Terfel has been a Met favorite since the mid-1990s, but bad luck has kept him away from the house for 13 years. He was meant to originate the role of Scarpia in McVicar’s staging when it was new, in the 2017-18 season, but withdrew to have a polyp removed from his vocal cords. Then, not long before the pandemic shut down live performances, he was set to star in a new production of Wagner’s “Der Fliegende Holländer,” but backed out after breaking an ankle.

You could sense a collective sigh of relief on Thursday when Terfel not only made his entrance in Act I, but announced it with booming resonance: truly “con grande autorità,” or with great authority, as the score instructs. His voice, dexterous enough to have owned both Figaro and Wotan at the Met, may have been a touch weary by the end of Act II, but it is still vigorous, and rich with character.

If the Scarpia of Quinn Kelsey, who sang the role in November, was motivated by longing, then Terfel’s runs on power. His villainy changed shape throughout the evening, snarling in the company of cronies and darkly sweet in front of Tosca. Occasionally, Terfel would let madness seep out, flashing wide, white eyes or devolving into animalistic gestures.

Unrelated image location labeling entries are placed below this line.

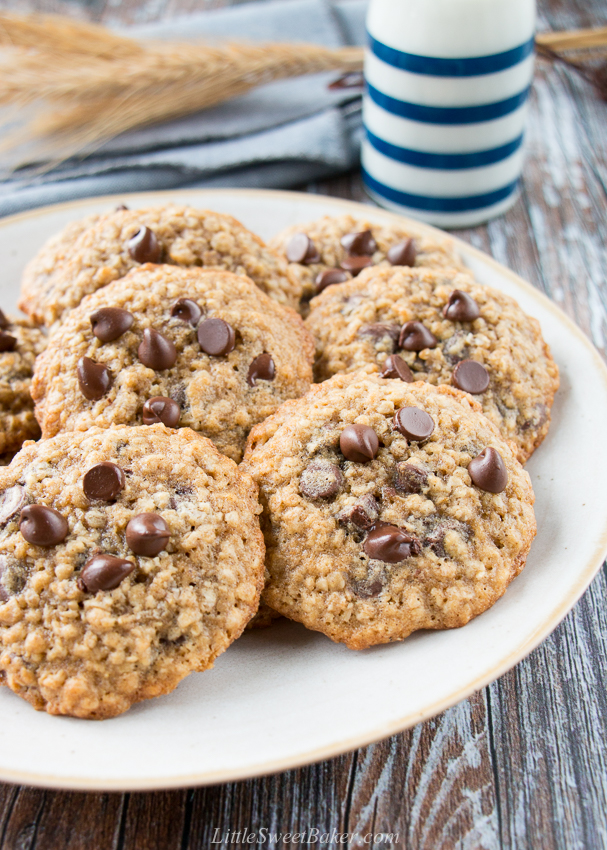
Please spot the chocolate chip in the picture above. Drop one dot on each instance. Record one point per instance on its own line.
(363, 513)
(360, 244)
(109, 323)
(42, 526)
(403, 253)
(7, 342)
(381, 333)
(104, 572)
(395, 367)
(11, 501)
(409, 478)
(471, 377)
(390, 544)
(415, 337)
(320, 480)
(359, 443)
(144, 246)
(104, 481)
(156, 351)
(301, 249)
(186, 310)
(261, 369)
(413, 423)
(488, 471)
(329, 277)
(461, 307)
(147, 534)
(354, 265)
(94, 379)
(216, 337)
(161, 410)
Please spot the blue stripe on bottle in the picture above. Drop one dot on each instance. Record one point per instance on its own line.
(447, 161)
(430, 204)
(473, 66)
(447, 114)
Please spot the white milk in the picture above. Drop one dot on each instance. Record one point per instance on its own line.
(444, 111)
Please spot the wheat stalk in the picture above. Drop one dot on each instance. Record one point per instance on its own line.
(98, 85)
(72, 86)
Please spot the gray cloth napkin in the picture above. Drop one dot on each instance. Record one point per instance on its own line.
(277, 136)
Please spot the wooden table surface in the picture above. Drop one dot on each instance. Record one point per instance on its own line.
(521, 764)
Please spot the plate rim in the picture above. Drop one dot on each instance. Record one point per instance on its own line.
(334, 749)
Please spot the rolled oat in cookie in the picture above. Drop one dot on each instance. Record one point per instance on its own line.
(113, 244)
(336, 248)
(129, 558)
(20, 343)
(438, 325)
(419, 515)
(200, 348)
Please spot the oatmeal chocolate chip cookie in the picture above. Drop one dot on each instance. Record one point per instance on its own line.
(334, 249)
(54, 253)
(264, 617)
(438, 325)
(120, 241)
(201, 348)
(129, 557)
(388, 507)
(20, 343)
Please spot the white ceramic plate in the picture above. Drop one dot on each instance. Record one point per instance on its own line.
(285, 696)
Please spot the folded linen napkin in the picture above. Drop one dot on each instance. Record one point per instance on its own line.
(277, 136)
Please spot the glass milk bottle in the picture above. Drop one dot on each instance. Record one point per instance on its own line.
(444, 108)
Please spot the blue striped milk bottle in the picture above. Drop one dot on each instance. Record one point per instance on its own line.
(444, 108)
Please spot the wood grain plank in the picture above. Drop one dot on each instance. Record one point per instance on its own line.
(154, 821)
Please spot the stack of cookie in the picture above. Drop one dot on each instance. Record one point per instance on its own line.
(165, 345)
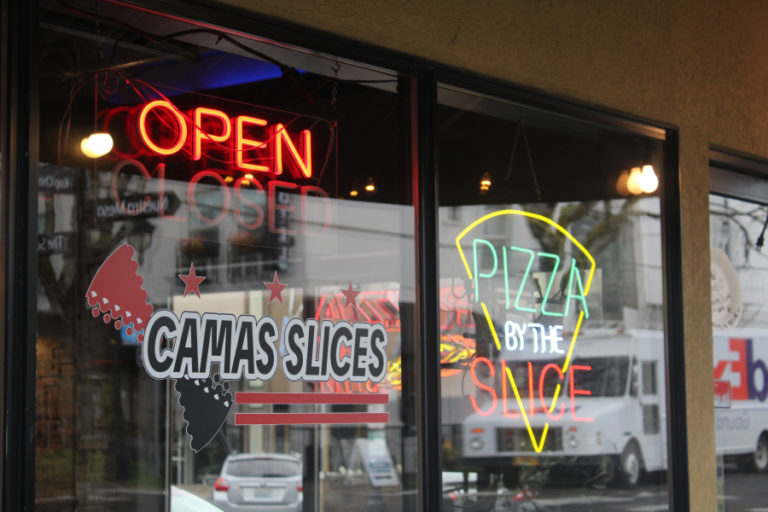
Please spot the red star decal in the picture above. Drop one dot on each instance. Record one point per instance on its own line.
(350, 296)
(275, 289)
(192, 281)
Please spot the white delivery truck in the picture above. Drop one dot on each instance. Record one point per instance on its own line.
(610, 414)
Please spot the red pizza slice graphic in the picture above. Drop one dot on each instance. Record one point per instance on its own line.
(116, 292)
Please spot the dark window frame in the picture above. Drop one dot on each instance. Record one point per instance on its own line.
(18, 131)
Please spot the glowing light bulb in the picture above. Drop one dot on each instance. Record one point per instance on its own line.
(633, 183)
(96, 144)
(621, 184)
(485, 182)
(648, 181)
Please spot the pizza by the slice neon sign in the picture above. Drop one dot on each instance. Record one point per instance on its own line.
(540, 339)
(165, 131)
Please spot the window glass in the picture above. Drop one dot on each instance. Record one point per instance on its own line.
(550, 292)
(234, 277)
(740, 347)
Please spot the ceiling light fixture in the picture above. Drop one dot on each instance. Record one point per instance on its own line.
(648, 180)
(485, 183)
(98, 143)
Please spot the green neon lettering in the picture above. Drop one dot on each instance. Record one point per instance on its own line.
(579, 296)
(525, 278)
(478, 275)
(506, 276)
(549, 285)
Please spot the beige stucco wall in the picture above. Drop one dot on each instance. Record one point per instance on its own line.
(699, 65)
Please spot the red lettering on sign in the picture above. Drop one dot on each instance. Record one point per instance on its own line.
(483, 386)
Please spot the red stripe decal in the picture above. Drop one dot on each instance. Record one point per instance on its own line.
(287, 418)
(312, 398)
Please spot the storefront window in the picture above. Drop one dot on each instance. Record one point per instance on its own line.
(225, 296)
(740, 339)
(551, 302)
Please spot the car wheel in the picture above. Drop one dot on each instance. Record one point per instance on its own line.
(630, 466)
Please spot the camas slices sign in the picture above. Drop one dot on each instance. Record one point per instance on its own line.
(247, 347)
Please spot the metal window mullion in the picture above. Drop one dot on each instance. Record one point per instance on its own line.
(677, 425)
(428, 343)
(19, 247)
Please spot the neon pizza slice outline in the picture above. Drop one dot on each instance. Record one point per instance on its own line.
(538, 446)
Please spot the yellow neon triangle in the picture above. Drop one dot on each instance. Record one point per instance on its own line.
(538, 446)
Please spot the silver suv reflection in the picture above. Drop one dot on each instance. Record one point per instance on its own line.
(263, 482)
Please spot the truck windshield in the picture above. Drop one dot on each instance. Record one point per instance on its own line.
(607, 377)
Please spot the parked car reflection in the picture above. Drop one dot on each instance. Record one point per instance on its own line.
(260, 483)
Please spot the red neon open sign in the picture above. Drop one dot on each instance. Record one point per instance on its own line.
(253, 144)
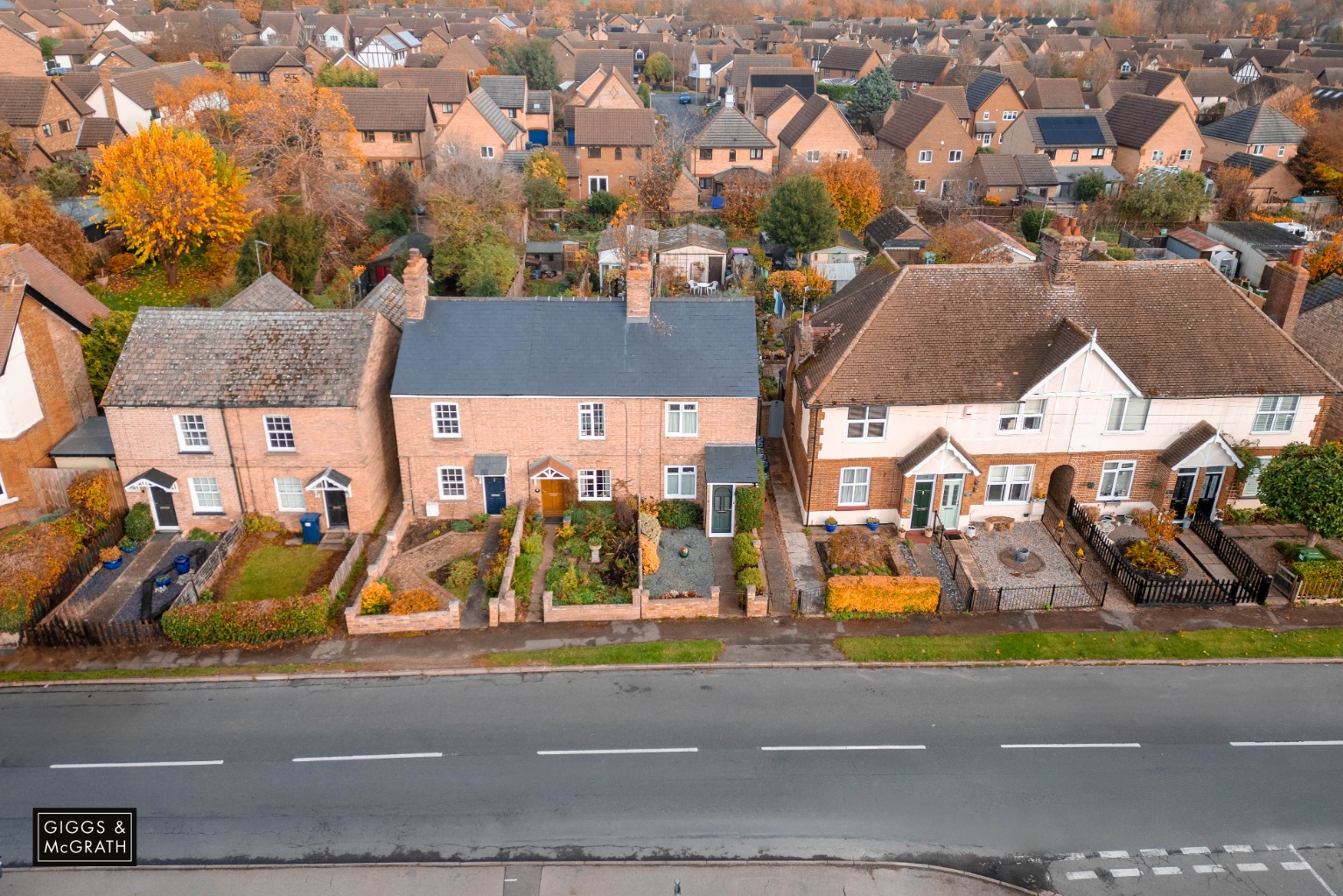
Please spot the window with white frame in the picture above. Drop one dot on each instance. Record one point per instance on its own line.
(289, 494)
(451, 482)
(447, 421)
(680, 482)
(1011, 484)
(205, 494)
(1129, 414)
(853, 484)
(1116, 480)
(1277, 414)
(682, 418)
(868, 422)
(594, 485)
(280, 433)
(591, 421)
(191, 433)
(1021, 416)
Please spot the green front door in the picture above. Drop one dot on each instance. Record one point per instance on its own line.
(722, 520)
(923, 504)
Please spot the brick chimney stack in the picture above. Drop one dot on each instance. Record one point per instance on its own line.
(1285, 290)
(1061, 248)
(416, 280)
(638, 288)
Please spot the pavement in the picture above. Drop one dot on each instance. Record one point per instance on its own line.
(753, 878)
(998, 771)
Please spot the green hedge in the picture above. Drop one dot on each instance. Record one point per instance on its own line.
(248, 621)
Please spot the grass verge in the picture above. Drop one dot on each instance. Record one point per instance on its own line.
(1214, 644)
(612, 654)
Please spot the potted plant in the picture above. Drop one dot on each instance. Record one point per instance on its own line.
(110, 557)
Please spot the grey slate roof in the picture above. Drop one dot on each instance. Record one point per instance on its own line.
(690, 348)
(1260, 124)
(195, 358)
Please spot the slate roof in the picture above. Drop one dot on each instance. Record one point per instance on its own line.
(1260, 124)
(193, 358)
(266, 293)
(386, 108)
(1137, 117)
(730, 130)
(690, 348)
(876, 354)
(612, 127)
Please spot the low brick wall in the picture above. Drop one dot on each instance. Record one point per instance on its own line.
(587, 612)
(386, 622)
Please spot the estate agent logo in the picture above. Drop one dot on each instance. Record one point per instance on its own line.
(83, 837)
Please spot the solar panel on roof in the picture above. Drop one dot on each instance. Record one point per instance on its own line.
(1071, 130)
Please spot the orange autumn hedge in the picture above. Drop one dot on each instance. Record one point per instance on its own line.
(883, 594)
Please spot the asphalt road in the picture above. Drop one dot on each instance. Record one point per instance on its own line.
(991, 770)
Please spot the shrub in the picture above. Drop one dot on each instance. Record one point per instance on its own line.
(750, 508)
(414, 601)
(140, 522)
(881, 594)
(680, 514)
(376, 598)
(248, 621)
(748, 577)
(743, 551)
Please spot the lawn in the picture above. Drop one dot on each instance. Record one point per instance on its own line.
(274, 571)
(1215, 644)
(612, 654)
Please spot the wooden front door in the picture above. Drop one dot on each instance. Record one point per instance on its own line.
(552, 497)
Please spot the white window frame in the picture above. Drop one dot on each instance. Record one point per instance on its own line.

This was a performance of extreme detail and nuance, traits Terfel shares with Radvanovsky. At one point, in the showdown of Act II, he lifted her hand to kiss it, then opened his mouth as if to devour it. She pulled away in disgust, and he let out something like a hiss and growl. Neither was singing, but the moment was pure opera.

Radvanovsky approached Tosca with fearlessness and the freedom of a truly inhabited performance. She made you laugh at the start, then broke your heart and made you fear for her, only to flip the script and demand that you fear her. Her signature was the penetrating whisper, the ability to fluctuate volume within a single breath, bringing an anguished cry to a sound both thinly sympathetic and unbreakable at its core.

She brought out the best in the tenor Brian Jagde, as her doomed lover Cavaradossi, who was otherwise the most conventional, but also most assured, singer in that role this season. In the pit, Xian Zhang led a propulsive, even cinematic reading of the score that may have been light on detail but had a death-driven thrill to it.

Zhang’s baton matched the second act’s edge-of-your-seat melodrama. But the difference between routine performances of Tosca and the success of Thursday’s is whether the score’s intensity rises from the pit through the singers like electricity.

When, at the end of Act II, Radvanovsky looked down upon Scarpia’s corpse, she let out the spoken line “And before him all of Rome trembled” with a shattering blend of triumph and tear-streaked despair. This scene alone is reason to return, yet again, to “Tosca.”

Tosca

Through Jan. 23 at the Metropolitan Opera, Manhattan; metopera.org.